Sapling Week 1&2 Homework Question

[Mrudula Akkinepally]

What happens to a system at equilibrium when there is an increase in temperature? Will it favor products or reactants? Will Q be greater than, less than, or equal to K?

I don't remember this from lecture. I don't think we covered it yet lol.

But if you know, please let me know!

Thank you :)

[JaylinWangDis1L]

I believe that when there is an increase in temperature, K changes, not Q. If the reaction is endothermic and heat is required for the reaction, then adding heat will cause the reaction to favor product formation. If the reaction is exothermic and heat is given off (released), then adding heat will will cause the reaction to favor reactants. So (if I'm not mixing this up) when Q>K the system favors reactants, when Q<K the system favors products, and when Q=K the system is at equilibrium.

[Aaina 2D]

Hi! As far as I know, temperature is one of the only things that affect the equilibrium constant (K). The way I look at how temperature affects a reaction is by whether it's exothermic or endothermic. If the reaction is endothermic, heat would technically be on the reactants side, and if you increase temperature (add heat), your adding heat to the reactants side, and so by Le chatlier's principle, the direction would move to the right and favor the products. Similarly, if the reaction was exothermic, heat would be on the products side (heat is released), and if temperature increases, you are adding heat to the products side, so by Le chatlier's principle, the reaction would move to the left (reverse direction) and favor the reactants.

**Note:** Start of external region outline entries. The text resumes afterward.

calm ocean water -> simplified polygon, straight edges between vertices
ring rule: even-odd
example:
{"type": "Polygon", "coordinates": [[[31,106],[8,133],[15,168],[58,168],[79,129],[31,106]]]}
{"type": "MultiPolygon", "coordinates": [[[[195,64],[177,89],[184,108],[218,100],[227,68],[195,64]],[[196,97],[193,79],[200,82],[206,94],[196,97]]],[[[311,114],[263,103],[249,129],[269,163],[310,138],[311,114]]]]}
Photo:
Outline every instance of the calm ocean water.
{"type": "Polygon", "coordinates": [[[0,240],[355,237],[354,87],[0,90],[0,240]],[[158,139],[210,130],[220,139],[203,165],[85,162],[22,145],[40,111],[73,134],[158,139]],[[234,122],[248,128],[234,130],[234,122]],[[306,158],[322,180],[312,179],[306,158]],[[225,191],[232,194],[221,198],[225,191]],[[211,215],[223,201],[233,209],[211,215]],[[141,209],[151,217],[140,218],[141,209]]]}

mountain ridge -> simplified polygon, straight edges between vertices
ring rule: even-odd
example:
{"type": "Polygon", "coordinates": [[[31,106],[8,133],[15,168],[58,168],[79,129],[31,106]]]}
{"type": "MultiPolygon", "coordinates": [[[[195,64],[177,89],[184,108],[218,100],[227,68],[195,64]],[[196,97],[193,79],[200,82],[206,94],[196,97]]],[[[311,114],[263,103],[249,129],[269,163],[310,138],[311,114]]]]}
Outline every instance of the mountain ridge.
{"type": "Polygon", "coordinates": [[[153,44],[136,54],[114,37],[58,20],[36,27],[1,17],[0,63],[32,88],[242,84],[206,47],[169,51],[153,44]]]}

Hopefully this makes sense!

[Lucy_Balish_3G]

If you want a full explanation for this question, the chemical equilibrium part 4 video on Lavelle's website was helpful and describes the relationship between temperature increase, product and reactant increase, and the value of Q. It starts at 37:50 and the link is
https://lavelle.chem.ucla.edu/wp-content/supporting-files/Chem14A/Videos/Chemical_Equilibrium_Part4.wmv.html

Hope this helps1

[alebenavides]

there's just an increase in K and not Q

[Sophia Spungin 2E]

What happens to a system at equilibrium when there is an increase in temperature? Will it favor products or reactants? Will Q be greater than, less than, or equal to K?

I don't remember this from lecture. I don't think we covered it yet lol.

But if you know, please let me know!

Thank you :)

I had a similar question, as I was under the impression that we would have to know whether the reaction was exothermic or endothermic in order to predict how it would be effected by an increase in temperature?

[Ryan_Kien_1L]

The equilibrium would shift in a direction based on whether the reaction was endothermic or exothermic.

[Sandra Kim 2B]

based on what was said in the module 4 video, exothermic reactions (releases heat) shift to the right/products and K increases while endothermic reactions (uses up heat) shift to the left/reactants and K decreases. so, you would have to determine the type of reaction it is first if you wanted to see what side is favored i think.

[Tracey Huynh 2F]

Hi!

When there is an increase in temperature, the direction that the equilibrium will shift toward depends on whether the reaction is endothermic or exothermic.

When a reaction is endothermic, it indicates that the reactants have lower energy than the products since it required heat in order for the products to form from the reactants. Therefore, with an increase in heat due to an increase in temperature, the equilibrium constant, K, will favor the products since the reactants will utilize the heat to collide and form more products. This will cause K to increase since more products are being formed.

When a reaction is exothermic, the products not have a lower energy than the reactants since the reaction releases heat when the reactants form the products. Therefore, with more heat introduced into the system through the increase in temperature, the reverse reaction is favored as it goes from a lower to higher heat (from products to reactants). This will cause K to decrease since more reactants are being formed.

Normally, we're given ΔH to see whether or not a reaction is endothermic (positive ΔH) or exothermic (negative ΔH). However, there are some occasions when ΔH is omitted, such as in the textbook problem 5J #11 part b. In these cases, we would have to see whether bonds are being broken (endothermic) or formed (exothermic).